How Do Investor Returns Work?
When you invest with a company like Liquid Lending, your money doesn't sit in an account. It's pooled with other funds to provide short-term loans to real estate investors. These borrowers use the capital for projects like fix-and-flips or acquiring rental properties.
The interest and fees paid by these borrowers generate revenue that is then distributed back to the capital partners. It’s a symbiotic relationship: borrowers get the fast funding they need to seize opportunities, and investors earn passive income from the interest generated.
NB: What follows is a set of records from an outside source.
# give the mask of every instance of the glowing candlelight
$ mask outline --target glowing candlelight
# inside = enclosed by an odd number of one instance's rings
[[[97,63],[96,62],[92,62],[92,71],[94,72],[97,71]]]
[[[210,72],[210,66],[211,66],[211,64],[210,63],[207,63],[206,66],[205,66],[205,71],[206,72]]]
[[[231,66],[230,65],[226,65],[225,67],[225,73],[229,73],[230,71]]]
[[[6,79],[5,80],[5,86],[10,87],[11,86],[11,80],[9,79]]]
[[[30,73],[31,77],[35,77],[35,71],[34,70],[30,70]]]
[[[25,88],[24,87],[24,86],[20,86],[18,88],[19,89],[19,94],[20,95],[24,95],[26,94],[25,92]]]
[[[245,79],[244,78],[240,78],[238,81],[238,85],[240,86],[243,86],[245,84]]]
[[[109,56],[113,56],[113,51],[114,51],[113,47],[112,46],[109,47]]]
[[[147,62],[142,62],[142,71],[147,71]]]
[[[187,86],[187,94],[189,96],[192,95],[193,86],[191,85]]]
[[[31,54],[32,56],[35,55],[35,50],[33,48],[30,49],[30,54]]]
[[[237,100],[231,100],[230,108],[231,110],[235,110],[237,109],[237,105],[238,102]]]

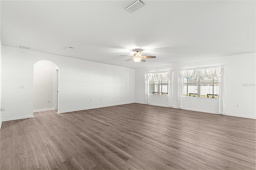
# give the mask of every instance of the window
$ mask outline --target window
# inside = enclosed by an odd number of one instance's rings
[[[219,79],[216,76],[212,79],[205,77],[204,79],[198,77],[184,77],[183,79],[183,96],[200,97],[218,98]]]
[[[149,81],[149,94],[158,95],[168,95],[168,83],[167,79]]]

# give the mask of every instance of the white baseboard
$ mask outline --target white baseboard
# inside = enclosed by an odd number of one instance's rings
[[[238,115],[236,114],[232,113],[228,113],[226,115],[231,116],[235,116],[236,117],[244,117],[245,118],[253,119],[256,119],[256,117],[250,116],[246,116],[242,115]]]
[[[134,101],[133,101],[131,102],[126,102],[126,103],[121,103],[114,104],[112,105],[101,105],[101,106],[94,106],[93,107],[85,107],[84,108],[77,109],[75,109],[68,110],[66,111],[58,111],[57,113],[66,113],[68,112],[74,112],[76,111],[83,111],[84,110],[92,109],[93,109],[100,108],[101,107],[109,107],[110,106],[117,106],[118,105],[134,103],[135,102]]]
[[[161,107],[170,107],[170,108],[172,108],[179,109],[180,109],[187,110],[188,110],[188,111],[196,111],[201,112],[206,112],[206,113],[214,113],[214,114],[219,114],[217,112],[214,112],[214,111],[206,111],[206,110],[204,110],[196,109],[191,109],[191,108],[180,108],[179,107],[171,107],[170,106],[167,106],[166,105],[158,105],[158,104],[154,104],[154,103],[147,104],[147,103],[142,103],[142,102],[136,102],[135,103],[136,103],[144,104],[144,105],[152,105],[153,106],[161,106]],[[238,115],[238,114],[235,114],[228,113],[227,113],[226,114],[223,115],[227,115],[227,116],[235,116],[236,117],[244,117],[244,118],[245,118],[253,119],[256,119],[256,117],[255,117],[250,116],[246,116],[246,115]]]
[[[48,109],[42,109],[34,110],[33,111],[33,112],[42,112],[43,111],[52,111],[52,110],[55,110],[55,108],[48,108]]]
[[[14,120],[21,119],[22,119],[31,118],[31,117],[34,117],[34,115],[33,115],[19,116],[18,117],[10,117],[10,118],[3,119],[2,121],[3,122],[6,122],[6,121],[14,121]]]

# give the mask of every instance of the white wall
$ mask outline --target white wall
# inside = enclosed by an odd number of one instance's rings
[[[34,112],[55,109],[55,70],[57,68],[49,60],[40,61],[34,64]]]
[[[0,108],[2,108],[2,42],[0,38]],[[0,129],[2,125],[2,112],[0,111]]]
[[[44,59],[60,68],[60,113],[135,101],[134,69],[2,45],[3,121],[33,117],[33,66]]]
[[[144,73],[173,70],[174,107],[177,107],[178,70],[224,65],[228,115],[255,119],[255,53],[187,61],[135,70],[135,102],[144,103]],[[242,84],[248,84],[249,86]],[[251,86],[252,85],[253,86]],[[150,104],[166,106],[166,96],[150,95]],[[236,107],[236,104],[240,107]],[[218,100],[214,99],[184,97],[184,109],[218,113]]]

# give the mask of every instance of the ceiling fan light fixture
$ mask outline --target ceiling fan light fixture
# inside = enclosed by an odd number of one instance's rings
[[[139,58],[138,57],[136,57],[134,59],[134,60],[136,63],[138,63],[140,61],[140,58]]]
A Look at Liquid Lending's Financial Impact
Liquid Lending Solutions has paid out over $4.5 million in distributions to investors. This has been achieved across more than 550 loans, totaling over $100 million in lending, all without ever missing a payment to an investor. The key to this success lies in a few core principles:
Diversification: Instead of tying an investor’s capital to a single property, funds are spread across a portfolio of over 80 active loans. This "mutual fund" approach minimizes risk.
Expert Underwriting: The team at Liquid Lending is comprised of seasoned real estate investors themselves, so they know how to vet a deal and a borrower.
Short-Term Loans: The focus on short-term loans, typically six-month notes, provides agility and mitigates the risks associated with long-term market fluctuations.
What's a Typical Investor Return?
With Liquid Lending, investors typically see annual returns ranging from 8% to 10%, depending on their investment amount. This consistent income stream is what the team refers to as "mailbox money," which is predictable passive income that arrives without the hands-on hassles of property management.
How is this rate determined? It's based on the interest rates charged to borrowers. Hard money loans have higher rates than traditional bank loans to account for the speed, convenience, and higher risk involved. This margin allows Liquid Lending to offer attractive, secured returns to its capital partners.
When evaluating any investment, it’s important to look for:
A Proven Track Record: Does the company have a history of consistent payments?
Security: Is your investment secured by tangible assets, like real estate?
Transparency: Does the company clearly explain how it generates returns and mitigates risk?
The Advantage of Short-Term Loans
Liquid Lending's focus on short-term, high-yielding loans is a cornerstone of its strategy. For real estate investors, these loans provide the speed necessary to compete with cash buyers and scale their operations. For capital partners, this model offers significant benefits.
The short duration of the loans means capital is not locked up for years. This creates a nimble investment vehicle that can adapt to changing market conditions. It provides a high-yielding debt instrument that offers both strong returns and a degree of security that is hard to find elsewhere.
Build Wealth Through Proven Strategy
The $4.5 million we've returned to investors represents trust, consistency, and a successful partnership model. Liquid Lending has created a powerful engine for generating reliable passive income for its investors. It’s a clear demonstration of how a well-managed, asset-backed lending strategy can deliver powerful and proven results.